Schools Must Get Social by Joe DiBenedettoSchools have always been challenged in effectively communicating with the entire school community. Today with the advent of technology and ubiquity of smartphones, communication channels are abundant. Schools are no longer limited to newsletters, email or snail mail to share news with families. Facebook and Twitter allow districts to interact instantaneously with their constituents. More importantly, these channels provide their constituents with a voice, a voice that is far stronger than ever before, a voice that enables them to comment on matters in a truly public forum, not just at a Board of Education meeting.

Greater district access to families, and vice versa, is a positive development. The more informed the community, the greater level of engagement parents have in their child’s education. This is what every school strives for, as research shows that student performance increases when parents are more actively involved in the learning process.

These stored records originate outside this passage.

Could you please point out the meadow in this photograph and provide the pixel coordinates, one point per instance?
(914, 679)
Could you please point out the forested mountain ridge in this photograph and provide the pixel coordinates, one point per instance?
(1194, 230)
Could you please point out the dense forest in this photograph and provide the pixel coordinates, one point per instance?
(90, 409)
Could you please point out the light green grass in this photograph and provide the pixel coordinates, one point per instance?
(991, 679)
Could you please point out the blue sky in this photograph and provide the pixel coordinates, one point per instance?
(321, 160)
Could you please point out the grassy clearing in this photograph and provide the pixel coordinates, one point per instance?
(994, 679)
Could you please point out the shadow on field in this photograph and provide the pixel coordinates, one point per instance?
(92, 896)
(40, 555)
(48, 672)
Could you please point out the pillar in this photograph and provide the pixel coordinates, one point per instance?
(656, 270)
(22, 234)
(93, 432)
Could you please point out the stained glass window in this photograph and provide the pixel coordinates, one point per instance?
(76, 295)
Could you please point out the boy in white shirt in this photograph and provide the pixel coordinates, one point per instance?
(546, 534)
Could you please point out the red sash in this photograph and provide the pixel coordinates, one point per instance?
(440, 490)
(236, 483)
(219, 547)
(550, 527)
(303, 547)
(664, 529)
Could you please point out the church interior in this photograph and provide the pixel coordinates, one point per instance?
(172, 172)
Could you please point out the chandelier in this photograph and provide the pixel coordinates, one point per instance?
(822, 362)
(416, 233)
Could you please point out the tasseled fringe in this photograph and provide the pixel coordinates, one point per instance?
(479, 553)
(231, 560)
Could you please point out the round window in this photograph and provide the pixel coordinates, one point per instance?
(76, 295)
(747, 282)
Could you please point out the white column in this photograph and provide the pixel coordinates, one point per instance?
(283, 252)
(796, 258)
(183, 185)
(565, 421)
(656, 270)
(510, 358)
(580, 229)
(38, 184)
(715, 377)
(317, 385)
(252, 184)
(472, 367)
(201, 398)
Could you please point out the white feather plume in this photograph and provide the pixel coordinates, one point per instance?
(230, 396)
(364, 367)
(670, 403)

While increasing communication channels is critical for schools, it does present additional challenges. At the forefront of many of these communication channels are the students, who are utilizing popular social media apps like Instagram and Snapchat to connect with peers. Throughout hallways and in classrooms, students are using smartphones – compact and handheld devices that are more powerful than the desktop computers many parents grew up with – to take photos and videos to share with their friends and followers. Most, if not all districts have guidelines limiting smartphone use in schools, but the sheer volume of students and phones makes it nearly impossible to eliminate all usage throughout the day. This means that anything taking place within schools can be broadcast to the public at a moment’s notice.

Equipped with these powerful devices that can capture and report immediately, issues such as the Family Educational Rights Privacy Act (FERPA)  come to the forefront. FERPA is a federal law, applying to all schools that receive funds from the U.S. Department of Education, protecting the privacy of student education records. In brief, schools are limited in what information they can share as it pertains to their students, including photos and videos. But does this include photos and videos taken and distributed by their peers when captured within the boundaries of the school?  It’s unclear and certainly will be a problem schools must address in the future.

Along with opening themselves to potential legal ramifications, districts must be aware of the communication issues that may arise with students serving as citizen journalists within their schools. Photos and videos shared by students across social media, whether of seemingly innocent or potentially damaging situations, may lead to a crisis that must be handled by the school. However, unlike years passed when such situations were limited to the school’s community, these instances can now “go viral,” turning the school into a national spectacle. Therefore, schools must be prepared to handle situations well in advance of them taking place.
The above is not meant to frighten school officials. Rather, it is a reminder that communication is vital to the success of any organization, be it an institute of learning or a Fortune 500 company. This is why schools should embrace social media, not avoid it. Much like the other communication tools that schools have relied on for decades, simply developing a plan on how it should be used and creating standard operating procedures for dealing with a crisis, via traditional or social media, must be at the top of every district’s to-do list.